Individual – Group – Organization
Resilience exists on three levels, the individual level, the group level, and the organizational level, and organizational resilience is not the sum of group resilience any more than group resilience is the sum of individual resilience.
On an individual level, resilience is developed when individuals have experiences that allow them to encounter success and build self-efficacy, which motivates them to succeed and master future endeavours. Effective actions in past endeavours reinforce a sense of competence and efficacy, and individual resilience stems from repeating this cycle of mastery, time and again.
On a group level it is slightly more complex as it is not just an accumulation of individual resiliencies, but the complementation of individual resiliencies that determine the group resilience. What is needed is a group that has an experiential diversity, but not just that. There is also the need for a shared belief in their conjoint capabilities to produce the resources required to achieve the desired outcome. Collective resilience materializes thus from the individual’s perception of the group’s efficacy or operative capabilities. This perception then forms the basis of each individual’s resilience, i.e. each individual’s motivation for mastering new challenges together as a group.

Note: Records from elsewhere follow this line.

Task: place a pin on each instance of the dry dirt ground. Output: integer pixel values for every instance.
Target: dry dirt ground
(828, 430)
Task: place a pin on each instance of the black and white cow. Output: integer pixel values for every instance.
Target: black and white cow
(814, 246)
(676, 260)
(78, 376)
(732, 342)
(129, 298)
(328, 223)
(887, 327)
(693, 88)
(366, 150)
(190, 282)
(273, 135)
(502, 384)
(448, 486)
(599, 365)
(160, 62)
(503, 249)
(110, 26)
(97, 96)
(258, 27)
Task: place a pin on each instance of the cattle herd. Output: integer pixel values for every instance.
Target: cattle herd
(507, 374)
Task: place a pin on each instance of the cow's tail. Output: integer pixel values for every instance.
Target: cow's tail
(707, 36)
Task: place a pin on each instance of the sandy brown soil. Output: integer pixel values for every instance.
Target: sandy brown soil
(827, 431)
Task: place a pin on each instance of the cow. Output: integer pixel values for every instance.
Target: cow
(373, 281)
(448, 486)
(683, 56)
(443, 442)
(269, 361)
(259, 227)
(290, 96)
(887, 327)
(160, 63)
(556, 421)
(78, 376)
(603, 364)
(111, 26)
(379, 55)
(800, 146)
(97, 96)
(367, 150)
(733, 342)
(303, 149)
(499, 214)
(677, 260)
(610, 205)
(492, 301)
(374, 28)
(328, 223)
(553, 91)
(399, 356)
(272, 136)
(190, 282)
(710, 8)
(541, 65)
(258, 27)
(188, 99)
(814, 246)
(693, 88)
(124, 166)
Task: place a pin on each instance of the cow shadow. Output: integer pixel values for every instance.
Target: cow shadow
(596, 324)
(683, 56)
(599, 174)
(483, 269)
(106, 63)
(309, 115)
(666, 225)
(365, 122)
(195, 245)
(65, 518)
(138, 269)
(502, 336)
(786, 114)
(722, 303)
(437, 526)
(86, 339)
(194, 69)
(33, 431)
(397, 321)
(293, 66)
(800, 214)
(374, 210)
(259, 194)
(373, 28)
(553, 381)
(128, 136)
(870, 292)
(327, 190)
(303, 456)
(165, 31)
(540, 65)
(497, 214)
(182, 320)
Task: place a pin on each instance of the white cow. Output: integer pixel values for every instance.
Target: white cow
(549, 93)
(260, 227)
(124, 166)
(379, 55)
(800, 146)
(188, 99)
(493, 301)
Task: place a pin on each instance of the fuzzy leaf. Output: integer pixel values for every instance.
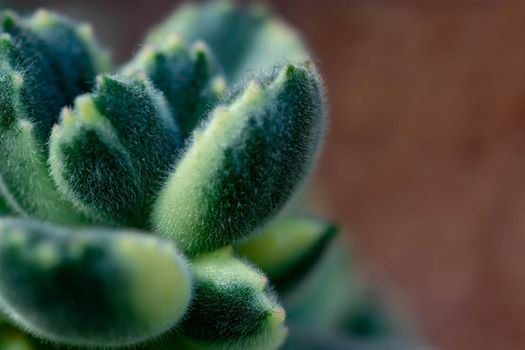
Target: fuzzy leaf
(24, 179)
(246, 38)
(4, 208)
(288, 248)
(232, 307)
(189, 78)
(91, 287)
(244, 163)
(41, 92)
(110, 154)
(73, 48)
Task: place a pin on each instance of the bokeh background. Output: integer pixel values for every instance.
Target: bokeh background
(424, 164)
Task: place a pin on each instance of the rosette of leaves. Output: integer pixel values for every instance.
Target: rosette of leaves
(139, 203)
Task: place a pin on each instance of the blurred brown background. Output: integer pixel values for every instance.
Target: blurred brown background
(425, 161)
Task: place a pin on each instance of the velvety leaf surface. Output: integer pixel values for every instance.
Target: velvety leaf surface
(90, 287)
(244, 163)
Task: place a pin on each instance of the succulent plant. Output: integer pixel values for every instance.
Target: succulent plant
(140, 205)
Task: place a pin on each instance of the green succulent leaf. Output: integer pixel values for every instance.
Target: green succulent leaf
(245, 38)
(232, 308)
(55, 59)
(73, 49)
(4, 208)
(111, 153)
(91, 287)
(189, 78)
(244, 163)
(41, 93)
(288, 248)
(24, 179)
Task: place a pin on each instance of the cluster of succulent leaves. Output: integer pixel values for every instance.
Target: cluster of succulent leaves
(138, 205)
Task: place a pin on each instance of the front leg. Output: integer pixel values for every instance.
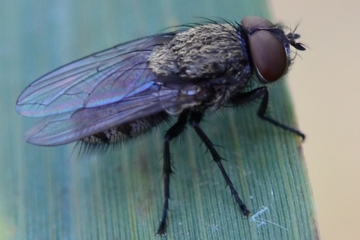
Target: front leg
(262, 92)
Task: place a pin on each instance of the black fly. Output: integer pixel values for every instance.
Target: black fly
(125, 91)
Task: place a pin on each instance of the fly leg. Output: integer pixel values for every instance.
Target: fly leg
(172, 133)
(263, 92)
(194, 121)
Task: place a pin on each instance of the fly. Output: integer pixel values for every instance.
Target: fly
(122, 92)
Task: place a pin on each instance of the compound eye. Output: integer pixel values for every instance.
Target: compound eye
(267, 52)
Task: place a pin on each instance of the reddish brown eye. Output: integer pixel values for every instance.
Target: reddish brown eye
(268, 53)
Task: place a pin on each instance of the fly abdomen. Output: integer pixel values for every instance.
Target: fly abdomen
(128, 130)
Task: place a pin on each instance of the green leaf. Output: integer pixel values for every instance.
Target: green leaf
(53, 193)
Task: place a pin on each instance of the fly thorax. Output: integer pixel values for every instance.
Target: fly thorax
(201, 52)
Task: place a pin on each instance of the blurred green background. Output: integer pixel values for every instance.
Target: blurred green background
(52, 193)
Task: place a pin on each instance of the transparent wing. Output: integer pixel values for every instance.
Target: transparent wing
(68, 127)
(96, 80)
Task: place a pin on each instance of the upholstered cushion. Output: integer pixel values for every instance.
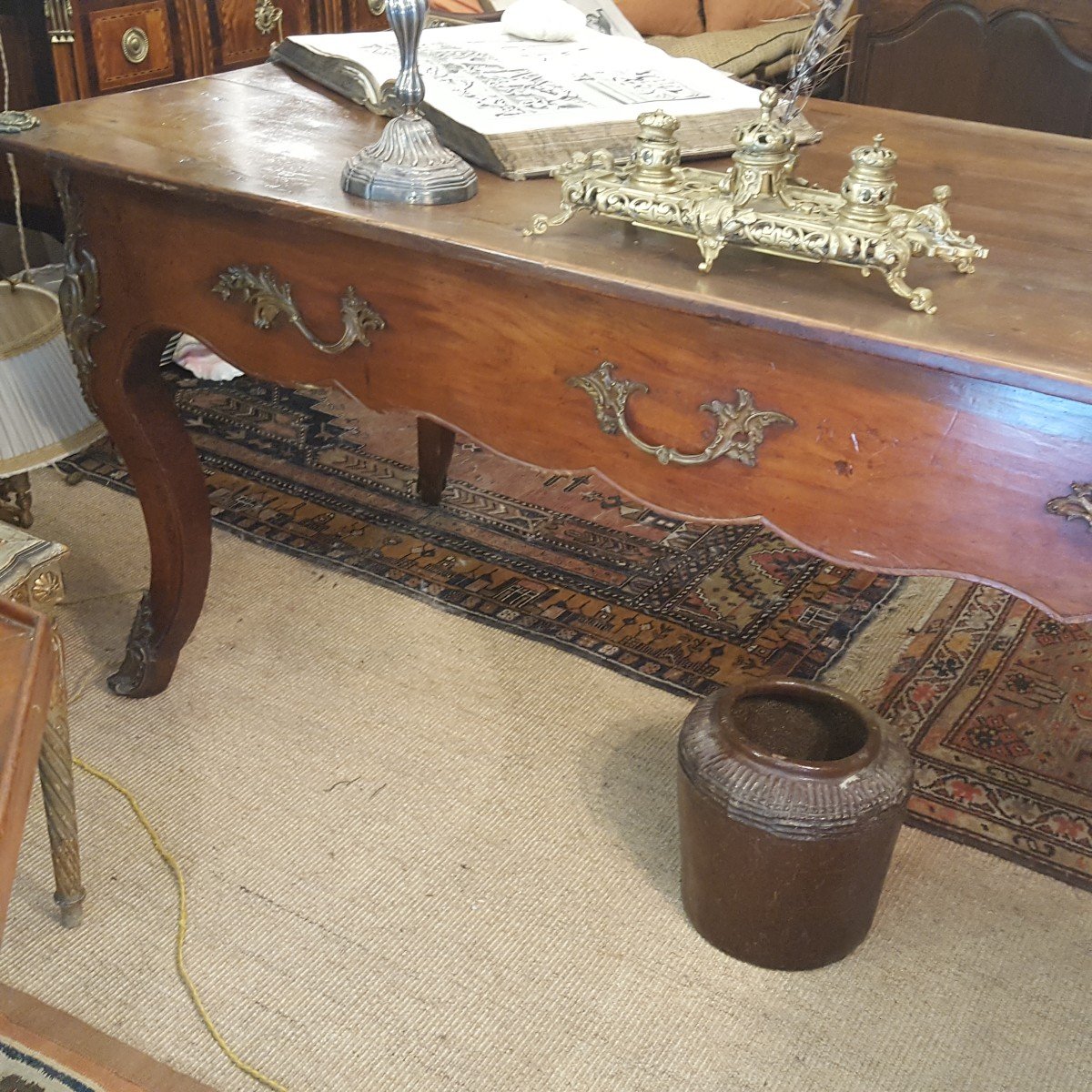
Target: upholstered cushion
(737, 15)
(759, 52)
(664, 16)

On an organizational level, resilience emerges from processes that enhance mindfulness and the capability to recombine and redeploy resources in new ways based on mindfulness and conceptual slack. Mindfulness improves the ability to recognize and properly react to unexpected and potentially threatening situations before they escalate out of control. Conceptual slack is the diversity in the analytical perspective employed by the members of the organization combined with the willingness to question the current situation and the respectful acceptance of these questions by the other members, thus allowing new solutions to emerge.
Rigid versus Resilient
Resilience is dependent on a set of enabling conditions, as seen in the framework below. A rigid organization does not have the necessary prerequisites for developing resilience. A loose – or should I say open-minded organization – on the other hand, has what it takes to develop resilience.
Sutcliffe and Vogus put it this way:
As organizations increase their competencies and grow by expanding their behavioral repertoires, they gain possession of a deep and broad range of possible actions they can apply to resolve challenges at hand.
Resilient organizations respond differently to adversities than less resilient organizations, and resilience is an organizational capability that grows as time (and positively solved challenges) go by. This allows resilient organizations to interpret the beginning stages of a new potential disaster in a more positive manner, because they feel more in control and able to solve the unknown than their less resilient counterparts.
The view of resilience as ability to adapt while maintaining a positive attitude rather than the ability to simply bounce back is new to me, and not how I have interpreted resilience so far. Perhaps I should rewrite my previous post on flexibility, agility, robustness and resilience? Maybe not just yet, but to me this is still a refreshing new perspective that I intend to follow up in my future posts, looking at how this can be used in developing supply chain resilience. And for what it’s worth, the Chilean miners and their rescuers have proved that this way of looking at resilience is perhaps the correct way of interpreting what resilience really is.
Sutcliffe, K. M., & Vogus, T. J. (2003). Organizing for Resilience. In K. S. Cameron, J. E. Dutton & R. E. Quinn (Eds.), Positive Organizational Scholarship: Foundations of a New Discipline (pp. 94-110). San Francisco: Berett-Koehler Publishers.